Dopo i casi Intercos, ItaliaOnline, Sisal, anche Fedrigoni decide di ritirare l’Ipo e fare dietrofront da Piazza Affari. Era già successo tre anni fa. L’industria cartaria veronese ha scelto di rinunciare al suo progetto di quotazione sul mercato finanziario. L’offerta globale di vendita e sottoscrizione delle azioni ordinarie è stata annullata.La decisione è stata presa a seguito del sempre più difficile momento che sta attraversando il mercato. Le condizioni finanziarie, durante il periodo di offerta, si sono deteriorate. Così, l’Ipo che aveva preso il via lo scorso ottobre si è chiusa nella giornata di ieri e il debutto sul segmento Star di Borsa Italiana previsto per il prossimo 29 di ottobre non si farà. Erano pari a 32,73 milioni le azioni messe a disposizione. Di queste, 13,5 provenivano dal programma di ricapitalizzazione. Le restanti 19,2 milioni erano state messe in vendita dall’azionista venditore. Il totale corrisponde al 35,01% del capitale sociale, che diventa il 40,26% in caso di esercizio integrale della green shoe.
L’intervallo di valorizzazione indicativa oscillava tra un minimo non vincolante di 440 milioni di euro e un massimo vincolante di 560 milioni, pari a un prezzo minimo di 5,5 euro per azione e un prezzo massimo di 7 euro.
Dopo un momento in cui sembrava andare tutto bene, con l’ottimismo a farla da padrona, il coraggio di fronteggiare la difficile situazione del mercato è venuto meno anche a Fedrigoni, che si è aggiunto così al lungo elenco di società che da inizio anno ha deciso di cancellare il progetto di sbarco a Piazza Affari a causa della fase di turbolenza.

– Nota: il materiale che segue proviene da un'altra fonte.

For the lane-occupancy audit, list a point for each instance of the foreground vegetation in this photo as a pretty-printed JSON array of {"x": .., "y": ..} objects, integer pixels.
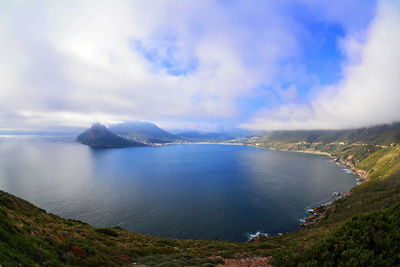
[{"x": 359, "y": 229}]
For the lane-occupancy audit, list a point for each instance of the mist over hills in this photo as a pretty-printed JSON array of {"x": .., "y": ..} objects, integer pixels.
[
  {"x": 99, "y": 136},
  {"x": 146, "y": 132},
  {"x": 376, "y": 135}
]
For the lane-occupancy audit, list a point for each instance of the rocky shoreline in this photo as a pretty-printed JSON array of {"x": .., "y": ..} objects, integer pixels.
[{"x": 318, "y": 213}]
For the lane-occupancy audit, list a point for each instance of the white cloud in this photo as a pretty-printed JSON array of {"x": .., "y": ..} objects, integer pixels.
[
  {"x": 368, "y": 94},
  {"x": 69, "y": 62}
]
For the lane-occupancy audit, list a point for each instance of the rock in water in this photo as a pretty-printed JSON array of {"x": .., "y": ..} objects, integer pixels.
[{"x": 99, "y": 136}]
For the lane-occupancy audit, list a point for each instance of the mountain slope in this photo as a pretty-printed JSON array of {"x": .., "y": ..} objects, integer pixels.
[
  {"x": 31, "y": 237},
  {"x": 143, "y": 132},
  {"x": 99, "y": 136},
  {"x": 375, "y": 135}
]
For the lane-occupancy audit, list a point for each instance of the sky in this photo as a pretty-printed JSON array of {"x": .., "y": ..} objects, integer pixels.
[{"x": 205, "y": 65}]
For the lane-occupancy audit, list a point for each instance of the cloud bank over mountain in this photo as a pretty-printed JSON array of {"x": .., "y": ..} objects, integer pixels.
[
  {"x": 369, "y": 92},
  {"x": 260, "y": 64}
]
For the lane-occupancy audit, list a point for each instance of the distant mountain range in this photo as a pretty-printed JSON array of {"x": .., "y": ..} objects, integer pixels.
[
  {"x": 99, "y": 136},
  {"x": 144, "y": 132},
  {"x": 374, "y": 135}
]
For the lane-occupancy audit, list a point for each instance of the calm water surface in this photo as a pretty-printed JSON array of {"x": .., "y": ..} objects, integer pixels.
[{"x": 181, "y": 191}]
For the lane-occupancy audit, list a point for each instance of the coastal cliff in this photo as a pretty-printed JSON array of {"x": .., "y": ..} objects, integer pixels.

Tutto questo accade malgrado i buoni propositi del gruppo, che ha chiuso il primo semestre con un utile netto in crescita del 114,2% a 29,9 milioni di euro, a fronte dei 12,9 milioni dell’analogo periodo dell’anno prima, un aumento dei ricavi dell’8,9% a 440,8 milioni, un progresso dell’ebitda del 38,2% a 57,9 milioni e dell’ebit del 78,3% a 47,9 milioni.